António José Saraiva e Óscar Lopes – Correspondência
Selecção, edição, prefácio e notas: Leonor Curado Neves; colab. Ana Sequeira de Medeiros – Gradiva, Lisboa, 2004/2005
Ao acaso de uma conversa mão amiga pôs-me ontem ao corrente do livro com o título acima, cuja existência eu desconhecia. Nas páginas que me foi dado consultar descobri sem surpresa que, na sua correspondência, os senhores em questão se entretiveram a danificar o meu bom nome.
A Saraiva (1917-1993) tinha eu, em tempo oportuno, pedido conta doutras patifarias e, como se verá adiante, já o tribunal o tinha condenado. Ao Lopes, na sua idade e estado, seria impiedoso lembrar a qualidade de lacaio do outro e a inata cobardia.
Às senhoras que fizeram a selecção, a edição, o prefácio e as notas, gostaria de assinalar que o seu trabalho ficaria completo se, nas notas, tivessem incluído o meu testemunho. Não o fizeram, mas não lho levo a mal, pois procederam da mesma maneira que algumas ilustres figuras da intelligenzia portuguesa se comportaram para comigo, ao conhecerem os factos na segunda metade dos anos setenta e, mais tarde, a carta que segue.
“Esqueça isso!
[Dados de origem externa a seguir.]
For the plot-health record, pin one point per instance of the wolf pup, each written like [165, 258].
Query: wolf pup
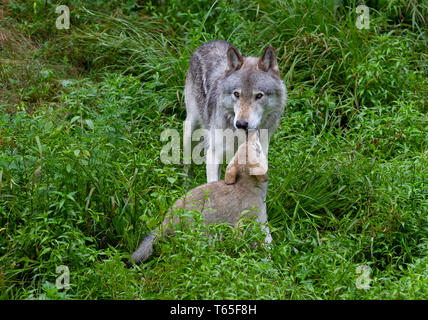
[225, 90]
[241, 193]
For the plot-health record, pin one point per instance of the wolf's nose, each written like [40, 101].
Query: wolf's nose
[241, 124]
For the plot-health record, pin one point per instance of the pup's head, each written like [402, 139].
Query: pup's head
[248, 160]
[253, 88]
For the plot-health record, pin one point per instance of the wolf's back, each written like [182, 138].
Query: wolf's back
[144, 250]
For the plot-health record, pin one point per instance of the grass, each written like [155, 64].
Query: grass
[82, 110]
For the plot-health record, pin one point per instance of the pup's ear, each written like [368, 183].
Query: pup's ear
[268, 62]
[234, 59]
[231, 173]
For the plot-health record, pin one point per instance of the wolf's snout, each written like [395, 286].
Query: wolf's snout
[241, 124]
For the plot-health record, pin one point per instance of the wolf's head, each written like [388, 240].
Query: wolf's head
[253, 88]
[249, 160]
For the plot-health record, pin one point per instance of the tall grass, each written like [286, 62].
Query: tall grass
[80, 176]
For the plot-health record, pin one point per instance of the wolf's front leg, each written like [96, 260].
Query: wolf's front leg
[213, 171]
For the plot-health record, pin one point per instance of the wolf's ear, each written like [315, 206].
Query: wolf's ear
[234, 59]
[268, 62]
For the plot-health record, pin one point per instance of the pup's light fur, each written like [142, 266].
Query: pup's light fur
[243, 190]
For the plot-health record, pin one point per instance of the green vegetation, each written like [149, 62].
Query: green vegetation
[82, 110]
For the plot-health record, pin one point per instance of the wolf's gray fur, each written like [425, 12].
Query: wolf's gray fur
[225, 90]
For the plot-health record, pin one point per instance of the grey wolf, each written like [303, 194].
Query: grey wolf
[225, 90]
[242, 193]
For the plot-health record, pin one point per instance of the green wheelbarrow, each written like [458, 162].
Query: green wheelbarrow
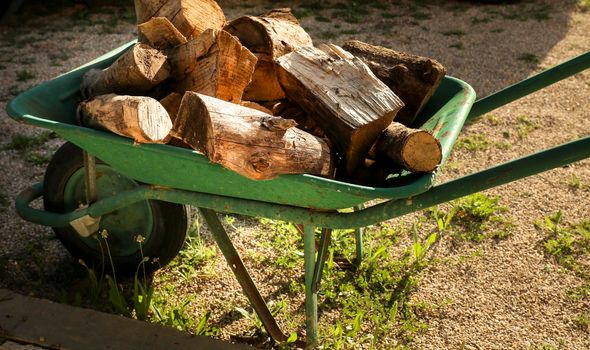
[100, 181]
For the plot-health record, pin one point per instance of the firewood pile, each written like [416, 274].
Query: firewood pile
[255, 95]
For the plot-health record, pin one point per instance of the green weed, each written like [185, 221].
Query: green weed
[583, 321]
[473, 218]
[567, 244]
[473, 143]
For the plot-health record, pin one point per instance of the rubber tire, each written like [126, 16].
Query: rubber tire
[169, 229]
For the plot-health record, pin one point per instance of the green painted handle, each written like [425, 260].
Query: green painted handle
[530, 85]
Olhe que o Saraiva é um nome! Olhe que o Saraiva conhece muita gente! Tem muita força!” Outros, pragmáticos, atiravam com o que lhes parecia o argumento definitivo: “Que quer V.? E o filho do gajo é director do Expresso!” Mais pragmáticos ainda, alguns houve que reagiram com um aflito “Não me quero meter nisso!”, e a partir de então deixaram de me conhecer.
Mas agora que o livrinho está aí, malicioso e falso, atentando contra o meu bom nome, há pelo menos que tornar pública a carta que em Junho de 1986, a seu pedido, escrevi a Mécia de Sena.
Para mais do que isso falta-me o tempo, a vontade, e sobra-me o nojo.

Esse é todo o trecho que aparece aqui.